Sementara menunggu, rasanya suatu kebodohan untuk berduka atau berpikir. Sang
pangeran sudah menyediakan seluruh perlengkapan untuk bersenang-senang. Ada
badut pelawak, improvisatori (penyair Italia), penari balet, musisi, wanita
cantik, dan tentu saja wine. Seluruh hiburan dan keamanan ada di dalamnya. Yang
tak ada hanyalah “Kematian Merah”.
Menuju akhir bulan
kelima atau keenam dari pengasingan, dan sementara wabah penyakit mengamuk
mati-matian di luar, Pangeran Prospero menghibur seribu temannya di sebuah
pesta topeng dengan kemegahan yang paling tidak biasa.
Itu adalah adegan yang
menggairahkan, masquerade itu. Tapi pertama-tama biarkan aku memberitahu
ruang-ruangan tempatnya digelar. Di sana ada tujuh ruang raksasa. Di banyak
istana, tetapi, ruang-ruang seperti itu membentuk rangkaian lurus dan panjang,
sementara pintu lipatnya bergeser hampir menempel ke dinding pada masing-masing
sisi, sehingga pandangan luas keseluruhannya nyaris tak terhalang.
Di istana ini
strukturnya sangat berbeda; sesuai yang diperkirakan dari kecintaan sang duke
pada sesuatu yang ganjil. Apartemen-apartemennya cenderung tidak teratur
sehingga meski pemandangannya terlihat tapi tak lebih dari satu pada satu
waktu. Terdapat belokan tajam di setiap dua puluh atau tiga puluh yard, dan
pada setiap belokan ada efek baru. Di kanan dan kiri, di tengah dari setiap
dinding, sebuah jendela Gothic yang sempit dan tinggi, terlihat melalui koridor
tertutup yang mengikuti belokan dari tiap ruangan <bagian ini tidak mampu
saya terjemahkan dengan baik>. Jendela-jendela ini tersusun dari kaca
bernoda yang warnanya bervariasi sesuai warna yang berlaku dari dekorasi
ruangan tempat ia dibuka. Sebagai contoh, jendela yang menggantung di bagian
timur, berwarna biru jelas mengikuti ruangan. Kamar kedua memiliki ornamen dan
permadani berwarna ungu, dan di sini kaca jendelanya warna ungu. Kamar ketiga
seluruhnya hijau, dan begitu juga jendelanya. Yang keempat berperabot dan
bercahaya jingga—yang kelima putih—yang keenam dengan lembayung. Apartemen
ketujuh diselimuti erat oleh permadani beludru hitam yang menggantung dari
langit-langit hingga menuruni dinding, jatuh dalam lipatan pada karpet bermaterial
dan warna yang sama.

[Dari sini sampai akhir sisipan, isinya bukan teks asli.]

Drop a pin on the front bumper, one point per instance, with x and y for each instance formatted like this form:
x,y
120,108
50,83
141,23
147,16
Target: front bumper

Tapi hanya di kamar ini, warna dari jendela gagal
menyesuaikan dekorasi. Kaca jendelanya kirmizi—sebuah warna merah pekat.
Tidak satu pun di
antara tujuh apartemen yang memiliki lampu atau tempat lilin, di tengah
banyaknya ornamen emas yang tersebar ke dan dari atau tergantung di
langit-langit. Tidak ada cahaya yang memancar dari lampu atau lilin di dalam
kamar-kamar. Tetapi di koridor yang mengarah pada ruangan, di sana berdiri,
berlawanan dari tiap jendela, sebuah tripod berat, membawa tungku api yang
melindungi cahayanya melalui kaca berwarna dan menerangi ruangan dengan
berkilau. Dan demikian menghasilkan begitu banyak penampilan yang fantastis
lagi mencolok. Tapi di sebelah barat atau di kamar hitam, efek dari cahaya api
yang mengalir pada hiasan gelap hingga jendela berwarna darah, sangat pucat
mengerikan, dan menghasilkan ekspresi liar pada orang-orang yang masuk
melihatnya, sehingga hanya sedikit orang yang cukup berani untuk menginjakkan
kaki di halamannya.
Di apartemen ini, juga,
berdiri melawan dinding barat, sebuah jam raksasa dari eboni (kayu hitam).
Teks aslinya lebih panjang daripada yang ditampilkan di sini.